I have attended a lot of negotiation seminars on "how to get paid." It's always important to figure out the mindset and methodologies of collectors and attorneys and to keep up with developments.
It's a mantra with attorneys at these negotiation seminars that, before they file suit in a debt action, they always do their "due diligence". Most of them will say this up front. By this, they mean that they find out beforehand if it is going to be worth their client's money to go after the defendant firm. After all, if the assets are all tied up and the defendant company is on its last legs, there's not much point in filing suit.
Collection attorneys have a different take on this than other legal professionals. Some of them run high volume operations and can live on the income from doing so, but the real money is in the percentage of the cash collected. They deserve this, because they absorb some of the risk of collection, unlike your general legal practitioner, who gets paid on an hourly basis no matter what, and may be satisfied with a judgment. I know this because I've frequently taken on clients with negotiation seminars and collectible assets, but where uncollected judgments are shown on their D&B credit file.
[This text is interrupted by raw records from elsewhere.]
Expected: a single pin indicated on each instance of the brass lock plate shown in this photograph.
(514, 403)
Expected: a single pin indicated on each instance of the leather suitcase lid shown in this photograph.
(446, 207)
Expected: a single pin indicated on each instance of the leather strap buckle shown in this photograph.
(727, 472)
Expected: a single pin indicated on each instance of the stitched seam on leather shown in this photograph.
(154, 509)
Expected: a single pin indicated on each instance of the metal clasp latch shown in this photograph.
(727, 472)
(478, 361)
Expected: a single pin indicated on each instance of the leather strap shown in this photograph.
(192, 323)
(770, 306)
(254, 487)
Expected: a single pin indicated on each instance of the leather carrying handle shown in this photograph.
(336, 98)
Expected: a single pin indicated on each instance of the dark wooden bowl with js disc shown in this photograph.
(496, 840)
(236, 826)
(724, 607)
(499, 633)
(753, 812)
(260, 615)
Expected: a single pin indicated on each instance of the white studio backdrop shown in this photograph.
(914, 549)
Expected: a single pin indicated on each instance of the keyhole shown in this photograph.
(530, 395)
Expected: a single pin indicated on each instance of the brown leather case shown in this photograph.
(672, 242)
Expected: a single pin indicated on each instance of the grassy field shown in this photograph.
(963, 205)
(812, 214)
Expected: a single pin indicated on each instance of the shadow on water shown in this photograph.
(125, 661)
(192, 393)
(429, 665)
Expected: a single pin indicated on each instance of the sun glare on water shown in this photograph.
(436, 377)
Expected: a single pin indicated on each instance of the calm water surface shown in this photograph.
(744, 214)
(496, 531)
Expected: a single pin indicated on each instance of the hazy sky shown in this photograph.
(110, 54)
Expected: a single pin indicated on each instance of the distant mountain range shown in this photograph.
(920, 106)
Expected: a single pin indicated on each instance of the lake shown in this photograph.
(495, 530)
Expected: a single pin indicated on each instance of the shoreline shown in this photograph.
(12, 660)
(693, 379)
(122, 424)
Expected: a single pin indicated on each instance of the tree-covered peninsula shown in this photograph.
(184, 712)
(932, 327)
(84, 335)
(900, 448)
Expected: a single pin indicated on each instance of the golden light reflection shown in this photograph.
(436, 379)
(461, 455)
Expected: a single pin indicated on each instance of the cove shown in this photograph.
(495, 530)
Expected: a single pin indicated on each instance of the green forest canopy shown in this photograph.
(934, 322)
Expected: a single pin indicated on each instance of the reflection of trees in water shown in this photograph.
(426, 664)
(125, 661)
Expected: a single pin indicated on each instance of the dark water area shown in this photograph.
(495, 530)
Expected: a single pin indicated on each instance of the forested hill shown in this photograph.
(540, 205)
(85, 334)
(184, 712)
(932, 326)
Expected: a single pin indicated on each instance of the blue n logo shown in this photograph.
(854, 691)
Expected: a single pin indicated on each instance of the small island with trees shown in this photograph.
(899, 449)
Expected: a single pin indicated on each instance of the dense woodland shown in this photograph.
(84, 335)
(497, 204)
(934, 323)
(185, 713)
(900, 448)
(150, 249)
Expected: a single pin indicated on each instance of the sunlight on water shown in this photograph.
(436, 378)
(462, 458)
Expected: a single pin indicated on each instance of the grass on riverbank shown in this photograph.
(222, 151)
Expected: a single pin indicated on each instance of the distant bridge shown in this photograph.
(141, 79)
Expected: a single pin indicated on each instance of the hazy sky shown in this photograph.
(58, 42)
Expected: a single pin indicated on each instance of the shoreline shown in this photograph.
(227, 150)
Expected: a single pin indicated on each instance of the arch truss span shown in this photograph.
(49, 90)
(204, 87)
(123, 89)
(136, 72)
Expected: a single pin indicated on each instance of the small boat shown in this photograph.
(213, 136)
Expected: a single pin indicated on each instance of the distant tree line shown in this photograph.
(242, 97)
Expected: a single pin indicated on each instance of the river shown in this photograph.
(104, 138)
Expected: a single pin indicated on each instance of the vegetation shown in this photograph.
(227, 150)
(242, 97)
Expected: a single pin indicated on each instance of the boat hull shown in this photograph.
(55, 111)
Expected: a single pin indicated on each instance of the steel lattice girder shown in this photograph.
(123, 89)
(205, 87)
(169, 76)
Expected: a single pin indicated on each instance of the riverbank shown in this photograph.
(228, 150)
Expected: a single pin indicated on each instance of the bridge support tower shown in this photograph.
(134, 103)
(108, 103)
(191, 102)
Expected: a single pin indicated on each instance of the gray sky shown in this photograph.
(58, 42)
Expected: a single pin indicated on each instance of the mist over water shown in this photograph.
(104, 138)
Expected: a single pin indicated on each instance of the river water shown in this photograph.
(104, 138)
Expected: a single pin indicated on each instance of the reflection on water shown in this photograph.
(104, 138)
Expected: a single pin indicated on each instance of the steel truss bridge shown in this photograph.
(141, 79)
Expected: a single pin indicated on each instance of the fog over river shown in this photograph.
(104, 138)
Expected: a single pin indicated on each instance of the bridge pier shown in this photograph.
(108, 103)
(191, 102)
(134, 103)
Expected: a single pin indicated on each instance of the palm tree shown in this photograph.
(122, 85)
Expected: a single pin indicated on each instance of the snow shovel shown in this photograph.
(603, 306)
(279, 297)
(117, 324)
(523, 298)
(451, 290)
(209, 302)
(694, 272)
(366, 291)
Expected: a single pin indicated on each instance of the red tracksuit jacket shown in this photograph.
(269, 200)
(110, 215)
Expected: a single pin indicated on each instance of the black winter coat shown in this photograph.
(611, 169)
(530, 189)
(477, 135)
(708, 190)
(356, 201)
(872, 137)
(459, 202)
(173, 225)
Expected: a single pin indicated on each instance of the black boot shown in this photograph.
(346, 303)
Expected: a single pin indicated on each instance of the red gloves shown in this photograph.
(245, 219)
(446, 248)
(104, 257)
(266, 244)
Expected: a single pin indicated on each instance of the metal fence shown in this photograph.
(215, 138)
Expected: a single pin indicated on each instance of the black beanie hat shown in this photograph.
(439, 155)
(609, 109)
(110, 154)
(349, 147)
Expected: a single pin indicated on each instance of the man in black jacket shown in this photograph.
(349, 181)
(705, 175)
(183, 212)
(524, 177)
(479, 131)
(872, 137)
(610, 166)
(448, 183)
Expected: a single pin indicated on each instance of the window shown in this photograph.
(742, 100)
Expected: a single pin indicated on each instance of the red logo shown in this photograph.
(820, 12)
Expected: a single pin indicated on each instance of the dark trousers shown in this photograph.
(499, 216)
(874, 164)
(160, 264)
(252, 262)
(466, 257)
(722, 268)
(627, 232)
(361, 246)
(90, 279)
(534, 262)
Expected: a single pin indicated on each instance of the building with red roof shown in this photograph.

Collecting money - post-judgment - can be challenging and general legal counsel is not always very effective in this endeavor.
In their drive to collect a commission, collection attorneys can sometimes overlook the fact that a judgment will push the firm into bankruptcy. I question the fact that they always do the "due diligence" that they claim they do. As a recent example of this, a business owner called us in for emergency negotiation seminars. The firm was at the end of its tether and owed a substantial sum to a supplier, which had resulted in a lawsuit. The plaintiff and its attorney were unwilling to accept anything other than the full balance claimed. No cents-on-the-dollar deal and no payment schedule, despite a full account of the debtor firm's true situation.
The defendant firm was heavily indebted and on a knife edge with its bank loans. We informed the supplier's attorney that a judgment would put it over the edge. But our settlement proposal was turned down without any negotiation seminars. The disheartened business owner did not want to prolong the agony by retaining counsel to delay the inevitable. A judgment was sustained and, as sadly predicted, the big SBA loan was called. The firm was forced out of business and the bank claimed all the assets, leaving the plaintiff with zero.
The supplier cried loudly that his attorney should have advised him to accept our deal, the inference being that he had not adequately done his "due diligence".
The key to resolving disputes, especially in crucial game-over situations like this, is to communicate with the plaintiff's counsel the true facts of the case negotiation seminars. He or she has to know - if they have not done their much ballyhooed due diligence - why your firm does not have the ability to pay the sum claimed in full.